Camping in the yard is every kids’ dream, and even if Mom and Dad opt to sleep inside, a night of pitching a tent, busting out the sleeping bags, and hanging out under the stars mean an event the whole family will talk about all year. (Bonus: real bathrooms!) Here’s how to pull it off.

smorecamping

SET UP CAMP.

Lay down a tarp to mark your territory, then have your kids help pitch a tent on the lawn. Look for a nice flat spot without tree roots or rocks underneath. For a comfier sleep, spread yoga mats underneath everyone’s sleeping bags—instant cushioning!

DON’T FORGET THE S’MORES!

If you have a firepit in the backyard, you’re golden! If not, you can make a mini fire pit out of a terracotta pot: Just line it with tin foil, pile the inside with charcoal (and add lighter fluid, if necessary), and light the pile for tabletop s’mores. The last option just might be the easiest: Use your grill! Cook dinner on the barbecue (may we suggest such camping staples as burgers, hot dogs, and veggies cooked in foil packets), then roast ‘mallows over the residual heat.

TELL SPOOKY STORIES.

Swapping ghost stories is an age-old tradition. To give everyone the willies, pick a story you know well (it could be an old urban legend, a creepy scene from a movie that’s always stuck with you, or an old nightmare that’s still lodged in your memory—anything creepy makes a great starter!). Set it nearby (in this very house, or in this very cul de sac, for example), and let it unfold slowly, adding lots of details as you go, which builds suspense and makes the tale feel more true. It’s always fun to add with a spook (like suddenly shouting out the ending or lunging at your rapt audience) or a twist (such as a punchline that turns the whole thing into comedy).  

TAKE GREAT PHOTOS.

You’ll want to document this special memory (for future Chatbooks!), but snapping a photo in low light takes a little skill.

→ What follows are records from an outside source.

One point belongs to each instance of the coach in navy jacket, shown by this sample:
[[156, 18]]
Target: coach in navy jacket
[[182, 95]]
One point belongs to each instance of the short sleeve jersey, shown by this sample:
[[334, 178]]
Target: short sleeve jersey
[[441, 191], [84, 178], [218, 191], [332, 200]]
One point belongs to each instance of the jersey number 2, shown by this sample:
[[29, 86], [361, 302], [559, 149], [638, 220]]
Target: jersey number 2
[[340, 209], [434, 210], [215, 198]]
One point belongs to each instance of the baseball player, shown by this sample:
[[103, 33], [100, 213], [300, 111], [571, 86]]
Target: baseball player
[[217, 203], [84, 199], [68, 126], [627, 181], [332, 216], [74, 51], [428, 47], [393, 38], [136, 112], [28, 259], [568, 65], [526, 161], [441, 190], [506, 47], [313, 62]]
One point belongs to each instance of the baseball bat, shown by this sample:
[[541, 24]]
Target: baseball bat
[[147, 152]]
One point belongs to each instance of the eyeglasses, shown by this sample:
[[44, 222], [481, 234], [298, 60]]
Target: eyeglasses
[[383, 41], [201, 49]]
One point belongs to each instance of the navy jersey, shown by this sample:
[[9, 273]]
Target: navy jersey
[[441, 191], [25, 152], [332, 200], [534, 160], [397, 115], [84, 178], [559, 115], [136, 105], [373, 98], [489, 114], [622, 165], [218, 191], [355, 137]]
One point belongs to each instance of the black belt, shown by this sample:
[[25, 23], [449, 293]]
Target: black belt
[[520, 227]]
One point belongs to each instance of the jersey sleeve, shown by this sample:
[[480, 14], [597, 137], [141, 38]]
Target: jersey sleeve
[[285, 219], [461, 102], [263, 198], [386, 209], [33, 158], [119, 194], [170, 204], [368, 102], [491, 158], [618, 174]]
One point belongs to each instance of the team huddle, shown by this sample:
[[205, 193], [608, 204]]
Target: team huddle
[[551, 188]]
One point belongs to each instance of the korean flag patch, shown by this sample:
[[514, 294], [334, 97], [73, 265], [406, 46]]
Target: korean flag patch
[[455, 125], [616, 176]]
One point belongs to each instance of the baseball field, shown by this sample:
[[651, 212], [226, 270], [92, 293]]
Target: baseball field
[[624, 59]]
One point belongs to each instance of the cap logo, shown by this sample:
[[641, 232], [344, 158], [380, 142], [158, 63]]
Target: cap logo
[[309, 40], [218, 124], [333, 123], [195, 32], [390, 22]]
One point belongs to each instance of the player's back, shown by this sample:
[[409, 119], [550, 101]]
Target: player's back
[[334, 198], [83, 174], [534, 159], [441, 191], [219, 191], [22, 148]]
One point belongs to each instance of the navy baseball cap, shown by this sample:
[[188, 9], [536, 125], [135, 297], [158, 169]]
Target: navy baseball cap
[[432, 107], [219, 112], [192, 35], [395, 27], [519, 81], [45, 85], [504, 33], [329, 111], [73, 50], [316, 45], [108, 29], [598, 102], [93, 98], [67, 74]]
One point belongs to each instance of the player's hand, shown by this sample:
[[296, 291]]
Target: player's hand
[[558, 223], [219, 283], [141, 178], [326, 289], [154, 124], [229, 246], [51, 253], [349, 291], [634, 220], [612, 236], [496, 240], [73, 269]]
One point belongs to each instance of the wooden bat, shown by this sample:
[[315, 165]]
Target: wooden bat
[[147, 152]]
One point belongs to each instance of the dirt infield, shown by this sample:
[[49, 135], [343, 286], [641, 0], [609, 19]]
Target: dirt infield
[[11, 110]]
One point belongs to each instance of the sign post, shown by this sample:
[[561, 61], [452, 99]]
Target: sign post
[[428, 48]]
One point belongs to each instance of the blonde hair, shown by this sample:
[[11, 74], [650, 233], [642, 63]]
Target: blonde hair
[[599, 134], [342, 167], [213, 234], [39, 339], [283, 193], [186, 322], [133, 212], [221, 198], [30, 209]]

For starters, you’ll need your camera (or phone) to be perfectly still so that you don’t wind up with a blurry photo, so use a tripod or set the camera on a table or something else sturdy. And don’t be afraid to use a flashlight as a makeshift spotlight: Shine it on your kids as they pose in front of the tent, and suddenly your camera has something to spot and focus on. Now those are some happy campers!